We talk about the EV’s becoming the future of the automotive world and we even see where some of the new models have reasonable driving range, but for 2015 the total sales of EV cars was less than one percent of the market. There are now 25 plug in models that you can choose from but most consumers are not ready to make the change from gasoline to electric propulsion for one simple reason; driving range. Most of these electric cars off driving ranges that wouldn’t even fill a full day of commuting, which then means we need to have either a backup gasoline engine for further driving or we need to have a way to charge the batteries quickly.

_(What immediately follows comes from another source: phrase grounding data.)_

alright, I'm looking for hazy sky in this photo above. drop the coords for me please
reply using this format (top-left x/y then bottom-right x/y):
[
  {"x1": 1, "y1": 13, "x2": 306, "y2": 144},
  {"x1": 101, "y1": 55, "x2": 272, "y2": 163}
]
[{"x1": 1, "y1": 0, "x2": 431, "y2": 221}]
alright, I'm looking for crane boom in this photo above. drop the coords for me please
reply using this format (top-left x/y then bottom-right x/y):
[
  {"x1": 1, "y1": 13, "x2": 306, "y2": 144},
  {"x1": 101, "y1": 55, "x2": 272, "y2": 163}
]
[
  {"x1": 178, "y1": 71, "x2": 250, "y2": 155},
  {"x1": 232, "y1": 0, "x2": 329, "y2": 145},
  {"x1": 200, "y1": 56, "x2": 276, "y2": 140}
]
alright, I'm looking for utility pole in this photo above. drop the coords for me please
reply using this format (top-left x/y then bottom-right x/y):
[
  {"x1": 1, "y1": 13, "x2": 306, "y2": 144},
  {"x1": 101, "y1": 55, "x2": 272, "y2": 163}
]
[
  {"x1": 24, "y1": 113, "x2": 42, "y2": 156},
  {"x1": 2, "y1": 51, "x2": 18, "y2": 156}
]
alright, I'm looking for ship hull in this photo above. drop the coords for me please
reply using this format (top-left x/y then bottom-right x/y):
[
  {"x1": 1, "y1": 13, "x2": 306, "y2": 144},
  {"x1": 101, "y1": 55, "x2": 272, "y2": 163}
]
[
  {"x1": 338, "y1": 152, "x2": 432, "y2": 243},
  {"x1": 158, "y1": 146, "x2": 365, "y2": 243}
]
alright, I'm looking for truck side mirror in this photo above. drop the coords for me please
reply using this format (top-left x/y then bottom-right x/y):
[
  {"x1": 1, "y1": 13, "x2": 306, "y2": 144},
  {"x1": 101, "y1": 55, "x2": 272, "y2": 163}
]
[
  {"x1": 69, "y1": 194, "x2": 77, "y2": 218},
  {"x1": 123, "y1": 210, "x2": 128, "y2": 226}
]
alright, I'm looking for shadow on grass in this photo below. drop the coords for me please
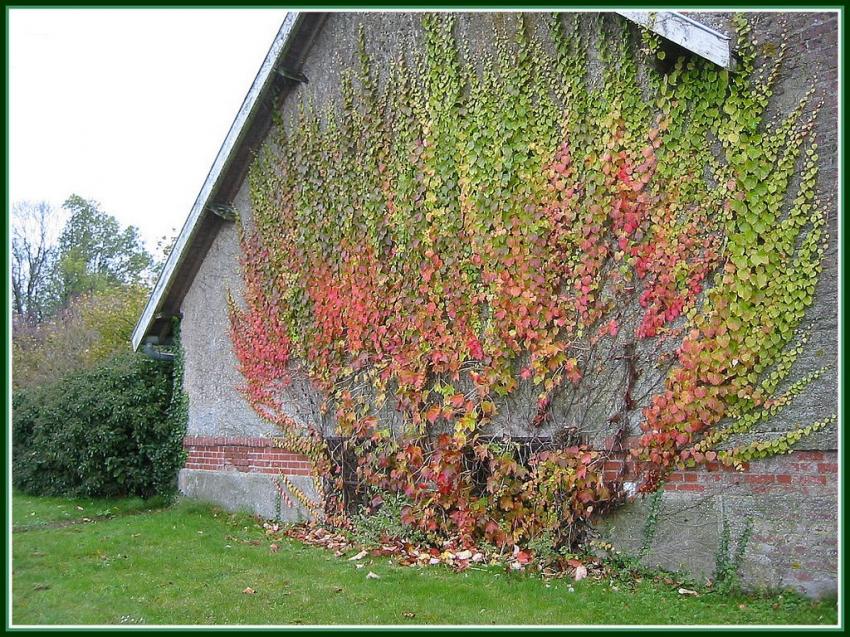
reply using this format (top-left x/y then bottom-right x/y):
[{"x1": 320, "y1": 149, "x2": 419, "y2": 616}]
[{"x1": 11, "y1": 490, "x2": 175, "y2": 531}]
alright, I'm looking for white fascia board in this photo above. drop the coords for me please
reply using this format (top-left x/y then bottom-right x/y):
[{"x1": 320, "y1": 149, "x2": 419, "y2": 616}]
[
  {"x1": 616, "y1": 10, "x2": 733, "y2": 70},
  {"x1": 131, "y1": 12, "x2": 300, "y2": 351}
]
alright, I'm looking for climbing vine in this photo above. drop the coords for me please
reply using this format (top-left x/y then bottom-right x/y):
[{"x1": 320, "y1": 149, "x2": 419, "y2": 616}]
[
  {"x1": 168, "y1": 317, "x2": 190, "y2": 435},
  {"x1": 229, "y1": 13, "x2": 832, "y2": 552}
]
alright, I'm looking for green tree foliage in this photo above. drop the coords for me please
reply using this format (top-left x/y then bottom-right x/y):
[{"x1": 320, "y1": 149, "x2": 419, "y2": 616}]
[
  {"x1": 52, "y1": 194, "x2": 153, "y2": 309},
  {"x1": 12, "y1": 352, "x2": 185, "y2": 498},
  {"x1": 11, "y1": 196, "x2": 187, "y2": 499}
]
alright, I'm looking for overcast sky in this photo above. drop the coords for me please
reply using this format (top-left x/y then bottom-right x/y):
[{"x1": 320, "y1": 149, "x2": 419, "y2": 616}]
[{"x1": 9, "y1": 8, "x2": 289, "y2": 252}]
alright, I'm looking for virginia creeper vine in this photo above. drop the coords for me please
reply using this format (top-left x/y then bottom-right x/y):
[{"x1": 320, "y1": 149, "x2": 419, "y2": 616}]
[{"x1": 228, "y1": 13, "x2": 833, "y2": 551}]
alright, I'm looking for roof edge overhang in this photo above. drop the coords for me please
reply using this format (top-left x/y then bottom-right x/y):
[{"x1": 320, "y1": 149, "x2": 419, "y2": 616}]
[
  {"x1": 131, "y1": 11, "x2": 312, "y2": 351},
  {"x1": 616, "y1": 10, "x2": 733, "y2": 69}
]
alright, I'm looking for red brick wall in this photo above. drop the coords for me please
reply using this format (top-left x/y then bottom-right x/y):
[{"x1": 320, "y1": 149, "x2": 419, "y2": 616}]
[
  {"x1": 183, "y1": 436, "x2": 312, "y2": 475},
  {"x1": 602, "y1": 450, "x2": 837, "y2": 496}
]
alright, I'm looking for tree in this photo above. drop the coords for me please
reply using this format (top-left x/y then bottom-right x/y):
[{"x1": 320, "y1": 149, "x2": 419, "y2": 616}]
[
  {"x1": 11, "y1": 201, "x2": 60, "y2": 325},
  {"x1": 12, "y1": 285, "x2": 150, "y2": 391},
  {"x1": 53, "y1": 195, "x2": 153, "y2": 307},
  {"x1": 11, "y1": 195, "x2": 159, "y2": 388}
]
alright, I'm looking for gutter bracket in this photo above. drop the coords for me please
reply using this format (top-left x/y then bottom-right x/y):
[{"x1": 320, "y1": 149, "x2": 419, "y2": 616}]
[{"x1": 207, "y1": 203, "x2": 238, "y2": 222}]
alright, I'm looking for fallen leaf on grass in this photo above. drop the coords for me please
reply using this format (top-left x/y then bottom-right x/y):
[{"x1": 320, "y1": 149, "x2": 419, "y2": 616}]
[
  {"x1": 334, "y1": 587, "x2": 343, "y2": 593},
  {"x1": 403, "y1": 612, "x2": 416, "y2": 618},
  {"x1": 677, "y1": 587, "x2": 699, "y2": 596},
  {"x1": 242, "y1": 587, "x2": 256, "y2": 595},
  {"x1": 348, "y1": 549, "x2": 368, "y2": 561},
  {"x1": 366, "y1": 571, "x2": 381, "y2": 580},
  {"x1": 33, "y1": 583, "x2": 50, "y2": 591},
  {"x1": 270, "y1": 544, "x2": 279, "y2": 553},
  {"x1": 76, "y1": 506, "x2": 84, "y2": 511},
  {"x1": 574, "y1": 565, "x2": 588, "y2": 581}
]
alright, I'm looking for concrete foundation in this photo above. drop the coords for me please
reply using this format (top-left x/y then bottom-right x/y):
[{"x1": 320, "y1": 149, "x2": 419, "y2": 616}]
[{"x1": 178, "y1": 469, "x2": 319, "y2": 523}]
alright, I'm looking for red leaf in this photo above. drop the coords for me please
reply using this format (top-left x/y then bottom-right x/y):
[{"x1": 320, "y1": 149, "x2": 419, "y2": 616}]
[{"x1": 467, "y1": 336, "x2": 484, "y2": 359}]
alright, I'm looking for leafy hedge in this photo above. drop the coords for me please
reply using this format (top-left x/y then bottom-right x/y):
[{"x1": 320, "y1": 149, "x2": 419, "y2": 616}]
[{"x1": 12, "y1": 351, "x2": 186, "y2": 498}]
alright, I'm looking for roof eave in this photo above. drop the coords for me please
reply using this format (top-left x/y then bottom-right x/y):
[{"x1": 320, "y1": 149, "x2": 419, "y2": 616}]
[{"x1": 616, "y1": 10, "x2": 734, "y2": 70}]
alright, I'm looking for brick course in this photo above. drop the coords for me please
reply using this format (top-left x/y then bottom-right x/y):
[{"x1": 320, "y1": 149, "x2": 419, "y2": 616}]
[
  {"x1": 599, "y1": 439, "x2": 836, "y2": 498},
  {"x1": 185, "y1": 435, "x2": 837, "y2": 499},
  {"x1": 183, "y1": 436, "x2": 312, "y2": 476}
]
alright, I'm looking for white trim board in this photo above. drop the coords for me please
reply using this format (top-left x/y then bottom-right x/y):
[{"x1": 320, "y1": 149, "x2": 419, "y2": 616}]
[{"x1": 616, "y1": 11, "x2": 733, "y2": 69}]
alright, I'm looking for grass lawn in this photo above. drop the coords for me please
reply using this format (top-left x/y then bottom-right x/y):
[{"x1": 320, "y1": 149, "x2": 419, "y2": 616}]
[
  {"x1": 11, "y1": 490, "x2": 171, "y2": 530},
  {"x1": 11, "y1": 493, "x2": 838, "y2": 626}
]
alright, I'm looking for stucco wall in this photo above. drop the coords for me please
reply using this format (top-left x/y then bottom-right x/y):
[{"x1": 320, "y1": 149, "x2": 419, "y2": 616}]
[
  {"x1": 180, "y1": 181, "x2": 274, "y2": 440},
  {"x1": 176, "y1": 11, "x2": 839, "y2": 597}
]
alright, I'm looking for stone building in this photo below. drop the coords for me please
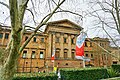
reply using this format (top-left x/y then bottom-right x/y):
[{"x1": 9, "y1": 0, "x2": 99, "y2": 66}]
[
  {"x1": 110, "y1": 47, "x2": 120, "y2": 64},
  {"x1": 0, "y1": 19, "x2": 112, "y2": 73},
  {"x1": 84, "y1": 37, "x2": 112, "y2": 67}
]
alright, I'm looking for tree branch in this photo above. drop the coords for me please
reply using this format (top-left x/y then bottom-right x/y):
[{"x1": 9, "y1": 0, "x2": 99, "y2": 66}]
[
  {"x1": 19, "y1": 0, "x2": 66, "y2": 53},
  {"x1": 0, "y1": 1, "x2": 9, "y2": 9}
]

The top seller in the world so far has been the Nissan Leaf which only offers eighty miles of actual driving range on a single charge. This car sold about 90,000 units in the US and 200,000 total in the world which sounds extremely impressive, but when you consider the number of vehicles sold last year, and the fact that the company gave itself a goal of 1.5 million units by 2016 you can see how the feeling might be that EV sales are lagging behind projections.

For the upcoming model year we will see two models make their way onto the market to give us driving range of nearly 200 miles at the price of around $30,000 after the federal tax credit. These new products are the Chevrolet Bolt and the Tesla Model 3 which will be ready to go for 2017 and so far we haven’t heard any changes that are planned for the Leaf. Even though Nissan appears to be working on longer range batteries, they are nowhere near the range numbers of 200 miles, which puts them behind in development for now.

What Nissan has presented is a new concept that is expected to have better range, but the battery announced to be in the new IDS concept is the same size that is being put in the Chevrolet Bolt which is a 60 kWh capacity battery. This indicates their understanding of how important range can be in this category, but is also a way for them to downplay its importance when it comes to EV driving. This certainly won’t play for long as the two 200 mile models creep ever closer.

Chevrolet chose the 200 mile range as a way to keep drivers from feeling they need to worry about the range left on their car. For those cars that have less than 100 miles of range from a full charge it seems many owners spend most of their time looking for that next charge and where they can plug in. While the Bolt is ready to go it will have direct completion for the Tesla Model 3 which will be similarly priced but offer a sportier build in a small sports sedan which might be enough to make it the top selling car in the category after only a few years.

BMW has weighed in on the topic stating most drivers only travel about 36 miles per day and if they want to be able to go for longer trips they should look to the i3 with the range extending gasoline engine, but then we are back in the gasoline mode, which we are trying to get away from. This makes it sound like BMW doesn’t really have a grasp of the reality desired, which is to have an EV that can handle all the driving needs of a consumer.

What will make it so we can truly enjoy an EV? Not only do we need a range that at least matches what a gasoline engine can do, we need to have a series of electric fill up stations along the way that can charge these batteries to a full charge in fifteen minutes or less. What am I suggesting? Until the EV stop and fill up along with the range can match that of a car that has a gasoline engine we are fooling ourselves if we thing EVs will be the future and take over the market. There may be some areas where an EV makes sense over a gasoline engine, but for the most part these examples are very few and far between right now.